Jazz, film, and improvised culture.

Thursday, March 29, 2007

Brown Street


Brown Street
By Joe Zawinul with the WDR Big Band
Heads Up/BirdJam 2-CD set


Considering Weather Report’s legacy is a complicated matter. The fusion super-group formed by Joe Zawinul and Wayne Shorter has no shortage of partisans, pro and con. WR’s albums were generally well reviewed and were very successful commercially, particularly by jazz standards. However, some of the less successful, synth-heavy LPs have to an extent defined how many remember them: as a precursor to disco-influenced pop-jazz.

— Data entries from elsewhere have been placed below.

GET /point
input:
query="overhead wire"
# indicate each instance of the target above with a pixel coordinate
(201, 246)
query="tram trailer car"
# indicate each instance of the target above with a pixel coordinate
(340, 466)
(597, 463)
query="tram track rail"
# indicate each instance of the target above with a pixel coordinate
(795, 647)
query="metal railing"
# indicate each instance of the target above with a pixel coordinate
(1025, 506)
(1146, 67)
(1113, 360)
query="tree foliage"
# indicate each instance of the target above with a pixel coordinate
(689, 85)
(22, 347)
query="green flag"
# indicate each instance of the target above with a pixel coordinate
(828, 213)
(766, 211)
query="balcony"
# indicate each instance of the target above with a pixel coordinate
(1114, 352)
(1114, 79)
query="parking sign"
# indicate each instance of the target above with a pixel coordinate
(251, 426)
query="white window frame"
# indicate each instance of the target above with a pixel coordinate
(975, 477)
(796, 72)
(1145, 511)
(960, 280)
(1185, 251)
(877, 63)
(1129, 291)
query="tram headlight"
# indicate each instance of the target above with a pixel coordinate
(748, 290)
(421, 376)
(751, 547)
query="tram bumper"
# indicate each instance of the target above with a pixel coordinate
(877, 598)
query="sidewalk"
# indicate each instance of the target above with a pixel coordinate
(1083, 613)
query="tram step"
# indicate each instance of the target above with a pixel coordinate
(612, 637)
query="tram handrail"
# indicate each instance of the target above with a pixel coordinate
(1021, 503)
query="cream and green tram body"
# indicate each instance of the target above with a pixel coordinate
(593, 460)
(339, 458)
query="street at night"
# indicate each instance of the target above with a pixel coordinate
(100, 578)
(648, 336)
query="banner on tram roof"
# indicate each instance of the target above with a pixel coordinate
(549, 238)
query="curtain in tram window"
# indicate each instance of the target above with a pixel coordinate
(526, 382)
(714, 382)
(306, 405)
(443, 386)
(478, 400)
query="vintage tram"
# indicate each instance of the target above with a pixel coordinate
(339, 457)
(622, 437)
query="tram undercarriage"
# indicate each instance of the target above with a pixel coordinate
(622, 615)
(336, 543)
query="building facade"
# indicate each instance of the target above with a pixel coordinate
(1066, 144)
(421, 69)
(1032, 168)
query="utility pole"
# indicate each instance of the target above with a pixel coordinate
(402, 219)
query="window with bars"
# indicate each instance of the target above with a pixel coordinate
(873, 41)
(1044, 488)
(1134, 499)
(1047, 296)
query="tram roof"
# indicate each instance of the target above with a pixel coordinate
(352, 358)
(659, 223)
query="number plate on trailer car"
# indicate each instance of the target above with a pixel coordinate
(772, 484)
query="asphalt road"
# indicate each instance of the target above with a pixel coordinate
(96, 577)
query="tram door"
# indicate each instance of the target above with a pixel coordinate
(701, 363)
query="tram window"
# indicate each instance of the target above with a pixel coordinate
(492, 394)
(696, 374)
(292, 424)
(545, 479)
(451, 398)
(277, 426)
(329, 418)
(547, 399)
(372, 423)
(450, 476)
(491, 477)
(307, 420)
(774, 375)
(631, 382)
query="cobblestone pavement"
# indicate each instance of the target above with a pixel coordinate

By revisiting his past WR tunes with the backing of the swinging WDR big band, Joe Zawinul refocuses attention on the actual compositions for an exciting evening of music captured live on the double disk Brown Street.

The title track is a perfect flag waving opener. Starting with the steady groove of Zawinul’s keyboards with Heiner Wiberny’s soprano sax, it continues to build until the entire band comes roaring in past the three minute mark. Like WR’s greatest hit, “Birdland,” (so widely covered it was skipped for this project), “Brown Street” is a fun tune, played with verve by Zawinul and soloists Wiberny and guitarist Paul Shigihara.

As a change of pace, “In a Silent Way” follows. It is a bit of ringer, since Zawinul wrote it while he was with Miles Davis, but evidently WR often performed it live. John Marshall steps into the trumpet spotlight for a pensive solo over Zawinul’s synthesizers which harkens back to the Davis original.

The big swinging “Fast City” follows with take-no-prisoners solos from Marshall and Paul Heller on tenor that would be a surprise to most WR detractors. Indeed, many of the tunes have a very different vibe than one associates with WR albums, thanks to the WDR and the arrangements (all but one) by Vince Mendoza. For instance, “Badia/Boogie Woogie Waltz” is particularly intriguing in its evolution, from a spacey opening to a blistering close.

“A Remark You Made” is another familiar tune that effectively recasts WR fusion into big band jazz. Heiner Wiberny’s alto takes on a smoothish, romantic sound playing over a lush arrangement.

The train whistle introduces “Night Passage,” a return to the overall tone of Brown Street: upbeat, up-tempo, and brassy. Featuring a great flugelhorn solo from Kenny Rampton, it really is a standout track.

Brown Street is useful as a reevaluation of WR, demonstrating the adaptability of Zawinul’s compositions. Ultimately, it illustrates why WR was so successful. Even in a different context these are catchy, fun tunes, masterfully played by Zawinul and the WDR band.